They are, fundamentally, high school girl cars. They were a cheap first car. And that’s the role the bottom-end ponycars still have to fill.
Back in the day, all GM’s cars shared a pile of parts, the steering box for a Camaro came off the same line as the steering box for a Chevelle, the powertrains, the rear axles, so you had massive economies of scale. One of the many ill effects of GM’s mass abandonment of RWD back in the ’80s was that there was minimal economies of scale on something like the Camaro – maybe you could share some truck engine pieces and an S10 rear axle but that was about it.
So when Lutz says they have to move 100K of the things to break even – I’d put the problem differently. They need to be selling 30-100K of each of five very different models that share the same running gear – not necessarily body platform, but drivetrains and suspensions and brakes – in order to make the exercise a success.
As for ‘small hatch or Cobalt or G6’ – the G6 is crap, the Cobalt’s mostly crap. And I’m not generally a fan of front-wheel drive.
BUT…the Cobalt SS is damn near the most fun you can have on four wheels. It still looks like a sow’s ear but it’s ALL silk purse underneath. It has VW/Honda-levels of mechanical refinement, it’s faster than a Mazdaspeed3 around any track you can name and it doesn’t beat you up like the Mazda does. Material quality still not VW, but it drives better.
And that 260HP LNF motor would do just fine in a Camaro. Actually, it’d do even better in an old BMW 2002 (or the old Cortina GT project sitting in my side yard if the budget stretched that far) but it’ll do just fine in the Camaro.
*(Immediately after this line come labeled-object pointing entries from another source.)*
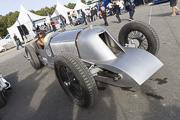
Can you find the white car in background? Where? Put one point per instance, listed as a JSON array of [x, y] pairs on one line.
[[6, 43]]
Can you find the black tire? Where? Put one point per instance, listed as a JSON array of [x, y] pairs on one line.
[[76, 80], [32, 57], [2, 99], [146, 35]]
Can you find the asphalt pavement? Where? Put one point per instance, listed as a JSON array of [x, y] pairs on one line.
[[37, 95]]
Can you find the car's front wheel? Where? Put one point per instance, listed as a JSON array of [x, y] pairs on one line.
[[76, 80], [139, 35]]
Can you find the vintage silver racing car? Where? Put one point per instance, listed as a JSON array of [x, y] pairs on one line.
[[83, 56]]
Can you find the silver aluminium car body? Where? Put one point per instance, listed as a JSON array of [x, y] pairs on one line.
[[96, 47]]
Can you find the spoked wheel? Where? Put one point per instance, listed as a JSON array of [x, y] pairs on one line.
[[138, 34], [137, 39], [76, 80], [71, 83]]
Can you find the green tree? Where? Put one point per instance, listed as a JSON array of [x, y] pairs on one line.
[[71, 5], [83, 1]]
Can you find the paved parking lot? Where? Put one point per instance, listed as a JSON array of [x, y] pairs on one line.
[[37, 95]]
yeah but the camaro isn’t that cheap any more
$24k in LS format you can’t even buy any more
more like $26k for a v6? are many people gonna spring for that?
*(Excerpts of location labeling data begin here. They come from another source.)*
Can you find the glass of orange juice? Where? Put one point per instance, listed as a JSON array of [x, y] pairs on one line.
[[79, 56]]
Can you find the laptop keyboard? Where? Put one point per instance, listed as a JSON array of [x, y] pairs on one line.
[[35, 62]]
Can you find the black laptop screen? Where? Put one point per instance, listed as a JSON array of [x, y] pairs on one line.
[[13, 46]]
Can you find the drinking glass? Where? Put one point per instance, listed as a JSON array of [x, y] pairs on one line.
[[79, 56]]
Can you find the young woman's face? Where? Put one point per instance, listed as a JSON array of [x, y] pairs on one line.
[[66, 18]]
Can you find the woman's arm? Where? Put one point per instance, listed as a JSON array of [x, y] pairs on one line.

f8- 4 cylinders have plenty of power for a “muscle” car. It’s the sound that’s the issue.
Plus Ford sells plenty of low power Mustangs
Which n/a 4 cylinder engine in GM’s arsenal makes the same amount of hp/torque as the V6 in Camaro or even the Mustang V6? You can slap a turbo on a four-banger Cobat SS-style, but there’s no point in doing that – a turbo four offers no fuel economy or cost benefits over a V6.
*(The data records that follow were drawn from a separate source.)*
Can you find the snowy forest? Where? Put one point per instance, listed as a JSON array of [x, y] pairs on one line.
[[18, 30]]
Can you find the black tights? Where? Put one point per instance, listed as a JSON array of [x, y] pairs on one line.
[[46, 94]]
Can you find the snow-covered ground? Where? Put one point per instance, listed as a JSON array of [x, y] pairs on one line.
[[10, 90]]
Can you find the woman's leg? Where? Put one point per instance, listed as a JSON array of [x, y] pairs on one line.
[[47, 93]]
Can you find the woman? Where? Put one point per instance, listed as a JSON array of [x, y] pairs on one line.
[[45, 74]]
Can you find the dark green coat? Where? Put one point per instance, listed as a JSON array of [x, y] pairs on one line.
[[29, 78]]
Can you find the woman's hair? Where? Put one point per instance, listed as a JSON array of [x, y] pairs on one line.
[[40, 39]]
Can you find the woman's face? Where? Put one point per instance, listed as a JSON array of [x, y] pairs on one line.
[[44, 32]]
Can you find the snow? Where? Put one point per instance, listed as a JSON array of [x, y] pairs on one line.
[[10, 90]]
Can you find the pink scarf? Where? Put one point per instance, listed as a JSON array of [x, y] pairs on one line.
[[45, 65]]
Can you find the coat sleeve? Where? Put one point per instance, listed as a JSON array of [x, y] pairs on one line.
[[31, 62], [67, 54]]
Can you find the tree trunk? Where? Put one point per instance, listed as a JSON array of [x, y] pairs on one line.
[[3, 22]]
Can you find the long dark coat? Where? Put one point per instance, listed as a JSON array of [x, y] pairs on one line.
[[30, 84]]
If you’re talking about putting an I4 into a Camaro then there better be a good reason for it, like great fuel economy (and I guess that’s about it since I see no other reason to offer that powertrain option). A naturally aspirated I4 will offer better fuel economy but nowhere near the same amount of power. I don’t even think this is debatable. And it’s not even like GM has Honda-like ability to extract lots of hp out of a fun high-revving four-banger, every one of their n/a Ecotecs is completely unremarkable.
Well the CEO of General Motors said as much to the Press and the UAW that for GM to bring forth new models, they will be coming from off shore including Korea, China and as usual Mexico, maybe Viet Nam as well, holy cow how the World has changed in just a few years!
Lets face it, all these Companies want to save Money, thus they will purchase vehicles from cheaper Labour Markets, and so it goes eh?
Today or I should say Friday, the price of Gasoline is indeed on the way up, our dollar is up too, so people hang on to your wallets as Gasoline is on the move!
I am not “amazed” at all at GM’s ambitions. They have excellent product right now with more good stuff in the pipeline.
You really want to buy a car that was designed while the engineer sat glued to cnn.com trying to figure if GM was dead and if he would need to move his family in with his parents to avoid being homeless?
GM will be lucky if the 2010/2011 models come off the line with transmissions…
“there are also talks of a diesel model – how fashionable a 4 cyl. or diesel Camaro would be?”
in europe, germans get boners over turbo diesels…
For what it’s worth, I haven’t bought an American car in 30 years. Every time I looked, from 1979 on, all I could see was crap. I’ve bought Toyota’s (Tercel’s, Corolla’s, Sienna’s, 2 Supra TT’s, RX’s and GS’s) since then. Two month’s ago I decided to buy a Nissan GT-R. I told a friend (who’s a hardcore gearhead) about this and he told me I was an idiot. He said for the same money I could get a Camaro and mod it to what ever level I wanted. I spent some time researching things and wondering about the state of GM. Yesterday I ordered a Camaro SS. And I’m now seriously considering a Cobalt SS just for sh*ts and grins.
So, if GM can get someone like me to come back, maybe there is some hope.
I could never figure out the rationale behind the DI V6 as the ‘Base’ Engine in the Camaro. It’s the Option engine in the CTS and the Base engine in a Chevy? Also, it wouldn’t surprise me if it was a more expensive engine than the Uplevel V8s.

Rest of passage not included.